200 kilos of sandalwood Recommended for 2009
With some delay, as usual, I send you the list of recommendations for this year has just begun. As always, it is an arbitrary selection I made in my readings, 2008.
The delay is due (and I mean more like recommendation that as an excuse) to have spent the first days of getting lost in the Provence. Said Thomas Mann and Death in Venice
to travel is a hygienic measure that one must take from time to time. Especially, I would add, if you live in a country like Spain.
readings are twelve for twelve months. There is less novel and more tests on the recommendations of previous years. He added three comics for the simple reason that I believe the smartest thing I've read this year. There are also two great books on India and two fiction books are not novels.
I wish you health, peace and good reads for 2009, and remember that he spends more time reading, less time you have to slaughter their neighbors, a habit is deeply rooted in the history of mankind.

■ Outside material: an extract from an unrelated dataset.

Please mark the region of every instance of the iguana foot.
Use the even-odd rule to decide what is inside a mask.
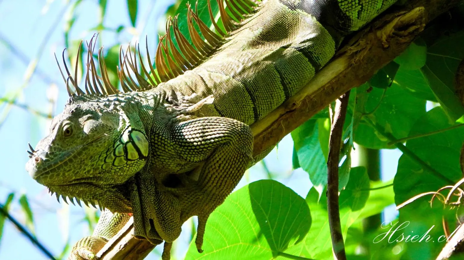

- Bartleby & Co. by Enrique Vila-Matas (Anagram). Why on earth should write a writer? Why can not one limited to the overwhelming apathy of Bartleby, Melville's character that before any order, invitation or suggestion responded tersely and unchanging with his "I'd rather not? What about the writers not work? Can you write a book only footnotes page?
- Want to Be a Millionaire, Vikas Swarup (Anagram). Highly original novel about the story of an extraordinarily complex country: India. All in fifteen questions and answers, as in the famous quiz show.
- innocent Anthropologist by Nigel Barley (Anagram). The adventures of an anthropologist among Dowayan caustic Cameroon. Without ethnocentric paternalism.
"Portnoy's Complaint, Philip Roth (Mondadori). One of the best books of the novelist of Newark. Roth raw, oozing sarcasm and black humor and the healthy habit of laughing without mercy of their own.
"The truce Mario Benedetti (Bibliotex). In one of his most famous novels, Uruguayan writer investigates the mechanisms of disenchantment, in how life is slipping through your fingers and nothing you can do about it.
-India on the inside: a cultural guide for the traveler, Alvaro Enterría. Comprehensive and entertaining encyclopedia of India. Nothing topical or superficial. A true gem written with passion and scholarship on this complex country.
-The farewells, Juan Carlos Onetti (reading point). The preferred Onetti novel of hers. A story in which almost nothing seems to stand still, but in which almost anything goes.
"I would not have seen the man, the first Once you entered the store, nothing but hands, "
-head dog Morten Ramsland (The Salamander). The novel has something of the mythical, primordial or foundational history. A hallucinatory narrative that Garcia Marquez or Gunter Grass is that for this magnificent novel.
"Somewhere in eastern Germany, my grandfather runs across a plain. The Germans pursued and lost a shoe, is freezing. Crescent lies a pale glow over the landscape and transforms it into a plowed field with soldiers frozen, half-buried in mud. "
-hidden pages of history By Fernando Marias and Juan Bas (Target). The plots contain an interesting paradox: they tend to be pure foolishness on the ground but also journalistic and entertaining in fiction. What if Goya had painted three pestles? What if Lorca had survived his execution?
-Pyongyang by Guy Delisle (Astiberri). Viewed from outside the political system of North Korea is the most delusional imaginable. What exactly is the Juche? What is the border between ideology and religion?
-Gorazde: protected area , Joe Sacco (Planeta DeAgostini). A must on the Balkan conflict drawn by a real war reporter. Sacco Balloons are spectacular.
-Persepolis by Marjane Satrapi (Norma Editorial). Satrappi becomes something like a Mafalda in Tehran. With sensitivity and intelligence, tells the recent history of their country through their own.